One of the fundamental principles of OOP is that the implementation is encapsulated (ie:hidden) within the class; the only thing that outsiders should see is the interface.
When a subclass inherits from a subclass, it typically inherits both the implementation and the interface. This, in turn, means that you're forced to accept both as constraints on your class.
With aggregation, you get to choose either implementation or interface, or both -- but you're not forced into either. The functionality of an object is left up to the object itself. It can defer to other objects as it likes, but it's ultimately responsible for itself. In my experience, this leads to a more flexible system: one that's easier to modify.
So, whenever I'm developing object-oriented software, I almost always prefer aggregation over inheritance.

I gave an answer to "Is a" vs "Has a" : which one is better?.
Basically I agree with other folks: use inheritance only if your derived class truly is the type you're extending, not merely because it contains the same data. Remember that inheritance means the subclass gains the methods as well as the data.
Does it make sense for your derived class to have all the methods of the superclass? Or do you just quietly promise yourself that those methods should be ignored in the derived class? Or do you find yourself overriding methods from the superclass, making them no-ops so no one calls them inadvertently? Or giving hints to your API doc generation tool to omit the method from the doc?
Those are strong clues that aggregation is the better choice in that case.

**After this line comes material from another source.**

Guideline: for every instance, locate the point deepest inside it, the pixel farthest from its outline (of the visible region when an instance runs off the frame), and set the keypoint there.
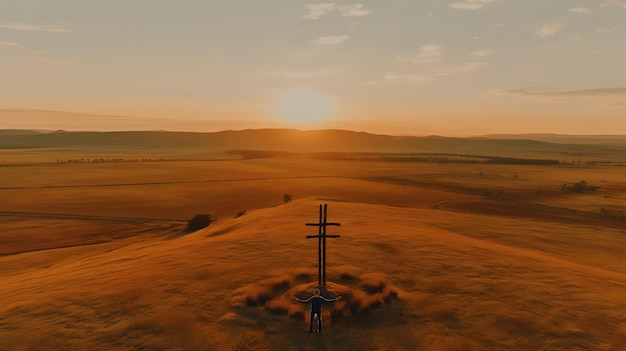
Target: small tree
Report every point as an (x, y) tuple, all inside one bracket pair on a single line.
[(198, 222)]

I see a lot of "is-a vs. has-a; they're conceptually different" responses on this and the related questions.
The one thing I've found in my experience is that trying to determine whether a relationship is "is-a" or "has-a" is bound to fail. Even if you can correctly make that determination for the objects now, changing requirements mean that you'll probably be wrong at some point in the future.
Another thing I've found is that it's very hard to convert from inheritance to aggregation once there's a lot of code written around an inheritance hierarchy. Just switching from a superclass to an interface means changing nearly every subclass in the system.
And, as I mentioned elsewhere in this post, aggregation tends to be less flexible than inheritance.
So, you have a perfect storm of arguments against inheritance whenever you have to choose one or the other:
Your choice will likely be the wrong one at some point
Changing that choice is difficult once you've made it.
Inheritance tends to be a worse choice as it's more constraining.
Thus, I tend to choose aggregation -- even when there appears to be a strong is-a relationship.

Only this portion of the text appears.